In 2016, there were about 11,400 churches in Australia, according to the National Church Life Survey, with just over half located outside major cities. That’s a decrease of about 1,200 churches since 1991.
Archdiocesan chancellor Prof Patrick McArdle says clergy are travelling from larger regional centres or nearby cities to attend outlying parishes with smaller congregations. They regularly rely on lay people to lead prayer and familiarise the clergy with the needs of the local community.
“Look at the number of rural communities, at things like post offices and banks are closing down, but the churches or at least the religious communities are still there and arguing that these communities deserve support,” says McArdle.
In the last 50 years, faith-based organisations have expanded to include more education, aged care and independent living and social services.
“There is a different experience of the life of faith and churches in rural and urban communities,” says Christopher Prowse, the archbishop of the Catholic archdiocese of Canberra-Goulburn. “We’re a great service provider – all of the religions are. We tend to operate – probably in our case larger than others – a school network, healthcare, social services, but all the religions run a range of community activities that are often there for the long haul.”
In times of external threats like bushfires or floods, people turn to the church, he says. The same happens in response to internal threats like the breakdown of a marriage or a suicide.
“In rural areas particularly when there is bushfires or floods, they tend to work together a lot more amongst their own resources,” Prowse says.
Newer denominations are moving in
Despite high levels of faith the established denominations seem to be losing their place in the bush, while modern denominations are growing, getting a foothold across the regions.
Among the newcomers is Generocity Church (GC), founded in Narromine in 2004 by Ben and Libby Staines. It aligned itself in regional and rural New South Wales, planting churches and campuses in Bathurst, Cobar, Coffs Harbour, Cootamundra, Cowra, Dubbo, Forbes, Kiama, Narromine, Parkes and Wagga Wagga.

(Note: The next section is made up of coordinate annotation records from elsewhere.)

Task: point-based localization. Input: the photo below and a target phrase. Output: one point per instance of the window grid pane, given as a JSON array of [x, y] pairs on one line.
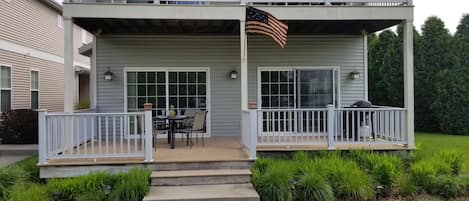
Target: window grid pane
[[277, 89], [5, 77]]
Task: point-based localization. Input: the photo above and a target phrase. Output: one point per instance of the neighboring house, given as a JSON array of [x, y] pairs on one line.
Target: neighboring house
[[258, 95], [32, 56]]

“Small rural, regional towns don’t deserve any less of a gospel and they don’t deserve any less of a church,” Libby Staines said in a podcast interview in 2020.
GC is part of the Australian Christian Churches (ACC) network, the largest Pentecostal movement in Australia. Hillsong is a former member – it became an official denomination, withdrawing from the ACC, in 2018.
The ACC had risen to the second-largest single denomination by attendance in Australia according to the 2016 census, but by 2021 membership numbers had dropped by 5,000.
And while their attendance is strong, the newer denominations have not yet become part of the bedrock of rural towns, expected to swing into service at times of crisis.
Like a bushfire, burning through a dozen properties north of Crookwell. That’s where Mossfield found himself last week: at the evacuation centre for the Curraweela Road bushfire delivering chaplaincy services.
“Practical service has always been a part of the Uniting church and its predecessors,” he says.
“But the Church is more than practical service.”